Brood stond stijf van conserveringsmiddelen, na twee weken was een Bums nog
net zo vers als in de winkel.
Kleur en smaakstoffen moeten ook toen al bestaan hebben, want zo rood, groen
of geel als die limonade toen was, zie ik ze nu echt niet meer.
Een kauwgom legde je 's avonds op het nachtkastje en stak je 's morgens weer
in je mond.
Op school hadden ze maar één maat bank en met zo'n heerlijk gevaarlijke klep
eraan.
Schoenen waren meestal al ingedragen door broer, zus, neef of zo, en ook je
fiets was of te groot of te klein.
Een fiets had geen versnellingen en als een band kapot was leerde je vader
je zo snel mogelijk om hem zelf te plakken.
We gingen 's morgens weg van huis en we kwamen terug als de
straatverlichting aan ging. Niemand wist in de tussentijd waar we waren en
we hadden geen GSM mee!
Het bos of een park was een plek om te spelen en geen vieze mannetjes
verzamelplek.
Als we naar een vriendje gingen, liep je er gewoon naar toe, je hoefde niet
aan te bellen en ook geen afspraak te maken. Er ging ook geen volwassene met
je mee.
Wij aten ook al koekjes en kregen brood met veel boter en werden toch niet
dik.
We dronken uit dezelfde fles als onze vrienden en niemand werd er ziek van.

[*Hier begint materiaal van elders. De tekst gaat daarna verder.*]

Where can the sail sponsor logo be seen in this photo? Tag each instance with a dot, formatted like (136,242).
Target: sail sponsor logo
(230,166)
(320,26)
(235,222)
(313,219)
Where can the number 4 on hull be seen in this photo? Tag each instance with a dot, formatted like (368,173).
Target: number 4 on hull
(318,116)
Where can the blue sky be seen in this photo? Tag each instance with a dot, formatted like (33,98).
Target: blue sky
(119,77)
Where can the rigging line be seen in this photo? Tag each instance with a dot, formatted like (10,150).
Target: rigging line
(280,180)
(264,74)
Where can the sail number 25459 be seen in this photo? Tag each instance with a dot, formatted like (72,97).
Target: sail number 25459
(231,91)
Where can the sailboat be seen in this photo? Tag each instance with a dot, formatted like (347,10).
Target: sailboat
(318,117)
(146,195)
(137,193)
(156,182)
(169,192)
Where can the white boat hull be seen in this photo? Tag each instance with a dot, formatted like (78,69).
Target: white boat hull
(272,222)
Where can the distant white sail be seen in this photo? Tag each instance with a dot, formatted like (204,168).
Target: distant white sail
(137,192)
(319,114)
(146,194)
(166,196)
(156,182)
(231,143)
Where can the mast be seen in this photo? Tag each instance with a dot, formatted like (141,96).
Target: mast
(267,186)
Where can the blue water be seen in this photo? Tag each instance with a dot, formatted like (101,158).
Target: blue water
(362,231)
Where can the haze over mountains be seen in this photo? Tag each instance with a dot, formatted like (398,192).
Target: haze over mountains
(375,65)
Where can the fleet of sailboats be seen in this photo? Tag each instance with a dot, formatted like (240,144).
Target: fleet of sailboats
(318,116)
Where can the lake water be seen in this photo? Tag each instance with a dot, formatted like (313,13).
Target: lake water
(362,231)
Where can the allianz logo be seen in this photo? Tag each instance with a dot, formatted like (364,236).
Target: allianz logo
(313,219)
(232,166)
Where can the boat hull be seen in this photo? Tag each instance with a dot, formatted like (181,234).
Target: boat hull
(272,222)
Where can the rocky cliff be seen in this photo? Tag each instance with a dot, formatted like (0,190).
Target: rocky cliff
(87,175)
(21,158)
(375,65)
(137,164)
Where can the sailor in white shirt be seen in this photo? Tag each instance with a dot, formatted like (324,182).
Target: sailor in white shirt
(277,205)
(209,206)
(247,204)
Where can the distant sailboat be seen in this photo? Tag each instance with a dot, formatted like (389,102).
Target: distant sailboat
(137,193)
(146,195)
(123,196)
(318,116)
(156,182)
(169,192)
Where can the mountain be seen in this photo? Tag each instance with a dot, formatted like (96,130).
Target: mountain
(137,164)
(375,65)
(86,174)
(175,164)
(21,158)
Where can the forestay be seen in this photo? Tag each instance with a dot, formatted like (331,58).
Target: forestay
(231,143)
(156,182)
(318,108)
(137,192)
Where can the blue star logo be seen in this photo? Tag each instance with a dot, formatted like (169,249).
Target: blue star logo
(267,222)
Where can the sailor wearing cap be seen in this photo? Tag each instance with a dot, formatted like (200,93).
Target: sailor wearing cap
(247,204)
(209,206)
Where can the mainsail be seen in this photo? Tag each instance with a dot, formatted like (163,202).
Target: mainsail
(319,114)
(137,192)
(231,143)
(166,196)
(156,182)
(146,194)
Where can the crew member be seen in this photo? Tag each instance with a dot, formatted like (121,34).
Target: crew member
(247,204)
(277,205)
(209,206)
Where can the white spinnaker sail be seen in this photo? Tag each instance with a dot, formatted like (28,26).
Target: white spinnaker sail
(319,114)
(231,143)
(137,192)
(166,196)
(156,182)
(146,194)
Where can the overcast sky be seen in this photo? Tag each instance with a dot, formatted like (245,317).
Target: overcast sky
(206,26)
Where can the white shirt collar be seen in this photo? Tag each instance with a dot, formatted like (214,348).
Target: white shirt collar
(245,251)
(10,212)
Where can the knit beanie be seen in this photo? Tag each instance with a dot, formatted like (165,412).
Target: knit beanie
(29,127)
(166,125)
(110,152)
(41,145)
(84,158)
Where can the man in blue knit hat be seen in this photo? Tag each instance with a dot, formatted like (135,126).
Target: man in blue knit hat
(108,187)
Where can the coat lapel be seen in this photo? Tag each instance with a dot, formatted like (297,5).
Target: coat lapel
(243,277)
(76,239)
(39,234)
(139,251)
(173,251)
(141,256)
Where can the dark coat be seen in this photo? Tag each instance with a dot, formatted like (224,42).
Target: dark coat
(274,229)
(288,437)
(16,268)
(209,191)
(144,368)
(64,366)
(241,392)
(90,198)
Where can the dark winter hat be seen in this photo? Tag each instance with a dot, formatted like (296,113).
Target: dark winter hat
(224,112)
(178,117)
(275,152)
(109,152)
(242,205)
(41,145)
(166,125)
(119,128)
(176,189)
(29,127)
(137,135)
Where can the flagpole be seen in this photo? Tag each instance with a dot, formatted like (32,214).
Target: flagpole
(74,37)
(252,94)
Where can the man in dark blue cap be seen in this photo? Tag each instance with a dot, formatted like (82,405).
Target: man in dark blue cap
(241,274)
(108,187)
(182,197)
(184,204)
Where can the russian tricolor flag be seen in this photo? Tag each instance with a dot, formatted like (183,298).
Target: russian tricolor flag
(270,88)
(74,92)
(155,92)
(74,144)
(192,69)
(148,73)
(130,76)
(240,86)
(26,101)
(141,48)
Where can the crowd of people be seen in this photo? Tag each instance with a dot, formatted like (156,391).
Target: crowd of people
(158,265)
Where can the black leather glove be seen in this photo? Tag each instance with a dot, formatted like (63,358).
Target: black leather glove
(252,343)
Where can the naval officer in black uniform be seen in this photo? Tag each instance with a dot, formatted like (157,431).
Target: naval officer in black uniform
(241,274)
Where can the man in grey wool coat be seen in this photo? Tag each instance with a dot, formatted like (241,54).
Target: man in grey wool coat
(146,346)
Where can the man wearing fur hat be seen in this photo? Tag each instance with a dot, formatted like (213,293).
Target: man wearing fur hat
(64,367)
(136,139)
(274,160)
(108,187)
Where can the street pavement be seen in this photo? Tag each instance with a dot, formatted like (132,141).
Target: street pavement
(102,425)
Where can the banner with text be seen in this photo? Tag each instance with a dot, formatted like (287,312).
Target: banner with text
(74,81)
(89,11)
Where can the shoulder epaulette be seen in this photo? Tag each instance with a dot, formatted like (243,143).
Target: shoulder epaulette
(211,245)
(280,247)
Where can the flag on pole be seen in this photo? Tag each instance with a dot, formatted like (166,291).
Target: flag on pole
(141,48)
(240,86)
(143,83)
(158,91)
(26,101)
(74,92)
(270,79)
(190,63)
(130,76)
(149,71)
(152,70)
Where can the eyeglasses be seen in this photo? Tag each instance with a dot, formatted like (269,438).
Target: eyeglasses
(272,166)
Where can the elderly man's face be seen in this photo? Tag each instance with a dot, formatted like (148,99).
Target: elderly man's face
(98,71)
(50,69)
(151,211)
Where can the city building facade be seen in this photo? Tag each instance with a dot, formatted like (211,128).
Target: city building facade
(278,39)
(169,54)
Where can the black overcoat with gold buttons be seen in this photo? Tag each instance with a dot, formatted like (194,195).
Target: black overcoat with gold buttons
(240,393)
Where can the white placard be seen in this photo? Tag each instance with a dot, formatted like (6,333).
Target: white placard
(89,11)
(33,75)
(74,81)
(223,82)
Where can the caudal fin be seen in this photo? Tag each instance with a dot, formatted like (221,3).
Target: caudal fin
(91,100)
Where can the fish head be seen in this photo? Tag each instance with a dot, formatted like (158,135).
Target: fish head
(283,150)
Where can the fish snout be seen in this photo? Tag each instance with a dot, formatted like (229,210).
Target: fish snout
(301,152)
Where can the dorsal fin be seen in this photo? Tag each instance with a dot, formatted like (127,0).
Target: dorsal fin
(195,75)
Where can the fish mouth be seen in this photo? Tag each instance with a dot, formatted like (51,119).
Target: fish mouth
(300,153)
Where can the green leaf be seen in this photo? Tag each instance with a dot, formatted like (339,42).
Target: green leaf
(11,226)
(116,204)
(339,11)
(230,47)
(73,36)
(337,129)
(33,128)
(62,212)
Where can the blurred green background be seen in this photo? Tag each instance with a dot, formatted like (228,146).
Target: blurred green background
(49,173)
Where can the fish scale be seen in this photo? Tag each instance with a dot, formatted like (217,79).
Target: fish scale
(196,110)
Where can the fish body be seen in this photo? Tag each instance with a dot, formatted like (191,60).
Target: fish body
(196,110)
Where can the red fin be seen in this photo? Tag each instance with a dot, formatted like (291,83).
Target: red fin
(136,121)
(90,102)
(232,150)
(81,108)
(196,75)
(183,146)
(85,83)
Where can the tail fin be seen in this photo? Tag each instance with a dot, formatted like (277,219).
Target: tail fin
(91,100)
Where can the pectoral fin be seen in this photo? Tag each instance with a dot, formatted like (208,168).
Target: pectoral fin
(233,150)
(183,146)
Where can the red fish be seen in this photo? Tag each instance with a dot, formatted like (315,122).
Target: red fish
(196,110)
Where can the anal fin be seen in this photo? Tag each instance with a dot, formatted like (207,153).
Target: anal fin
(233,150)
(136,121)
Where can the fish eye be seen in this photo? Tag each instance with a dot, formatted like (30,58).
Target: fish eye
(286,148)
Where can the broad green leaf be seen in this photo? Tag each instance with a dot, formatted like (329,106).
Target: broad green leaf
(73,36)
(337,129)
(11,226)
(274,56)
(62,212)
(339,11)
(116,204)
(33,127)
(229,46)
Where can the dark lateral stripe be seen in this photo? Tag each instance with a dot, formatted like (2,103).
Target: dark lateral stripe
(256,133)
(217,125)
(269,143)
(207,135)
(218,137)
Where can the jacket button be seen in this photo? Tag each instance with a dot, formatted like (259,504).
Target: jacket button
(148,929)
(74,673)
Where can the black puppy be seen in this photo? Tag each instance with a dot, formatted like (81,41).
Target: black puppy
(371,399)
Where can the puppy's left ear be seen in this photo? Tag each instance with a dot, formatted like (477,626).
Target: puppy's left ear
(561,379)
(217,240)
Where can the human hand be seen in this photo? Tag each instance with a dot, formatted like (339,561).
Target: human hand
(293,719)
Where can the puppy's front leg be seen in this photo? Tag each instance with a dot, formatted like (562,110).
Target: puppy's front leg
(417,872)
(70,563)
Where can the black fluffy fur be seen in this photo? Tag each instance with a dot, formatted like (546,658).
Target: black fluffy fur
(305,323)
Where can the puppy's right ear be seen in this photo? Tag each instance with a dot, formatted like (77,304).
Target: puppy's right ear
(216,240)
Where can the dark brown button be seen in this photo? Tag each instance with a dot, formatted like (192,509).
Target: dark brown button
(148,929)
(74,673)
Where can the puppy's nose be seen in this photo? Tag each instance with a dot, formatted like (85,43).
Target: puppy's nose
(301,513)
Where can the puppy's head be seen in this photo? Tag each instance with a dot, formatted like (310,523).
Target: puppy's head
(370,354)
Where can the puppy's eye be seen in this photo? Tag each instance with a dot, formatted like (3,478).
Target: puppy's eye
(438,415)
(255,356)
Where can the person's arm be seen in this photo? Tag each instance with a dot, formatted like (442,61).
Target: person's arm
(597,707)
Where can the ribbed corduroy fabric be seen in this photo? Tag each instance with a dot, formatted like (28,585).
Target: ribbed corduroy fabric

Wij hadden geen Playstation, Nintendo, X-box, 64 televisiezenders,
videofilms, dvd, surround sound, eigen televisie's, computer of internet.
Wij hadden vrienden!
De televisiezender begon pas om 18.00 uur. Dan kwam een uurtje wat leuks
voor kinderen en oh wee als je daarna durfde op te staan om op een knopje
van een andere zender te duwen (die zaten aan het toestel vast). Pa bepaalde
wat en hoe lang je daarna nog keek.
We hebben ons gesneden, botten gebroken, tanden uitgevallen en hier werd
niemand voor naar de rechter gesleept. Dat waren gewoon 'ongelukken' en soms
kreeg je er ook nog zelf een extra pak slaag voor.
Wij vochten en sloegen elkaar soms groen en blauw, er was geen volwassene
die zich er druk over maakte, laat staan een lieveheersbeestje op je jas
knoopte.
Pedagogisch verantwoord speelgoed maakten we zelf; met stokken sloegen we
naar ballen, we bouwden zeepkisten en merkten onder aan de berg dat we de
rem vergeten waren. We voetbalden op straat, en alleen wie goed was mocht
mee doen; wie niet goed genoeg was moest maar blijven kijken en leren omgaan
met teleurstellingen.
Op school zaten ook domme kinderen. Zij gingen en kwamen op dezelfde tijd
als wij en kregen de zelfde lessen. Zij deden soms een klas nog een jaar en
daarover waren ook geen discussies op ouderavonden. De meester had altijd
gelijk.
We smeerden onze boterhammen zelf, met een grote mensen mes, en als je ze
vergeten was kon je op school niets kopen! Als je de korst niet at had je
een beetje meer honger de rest van de dag.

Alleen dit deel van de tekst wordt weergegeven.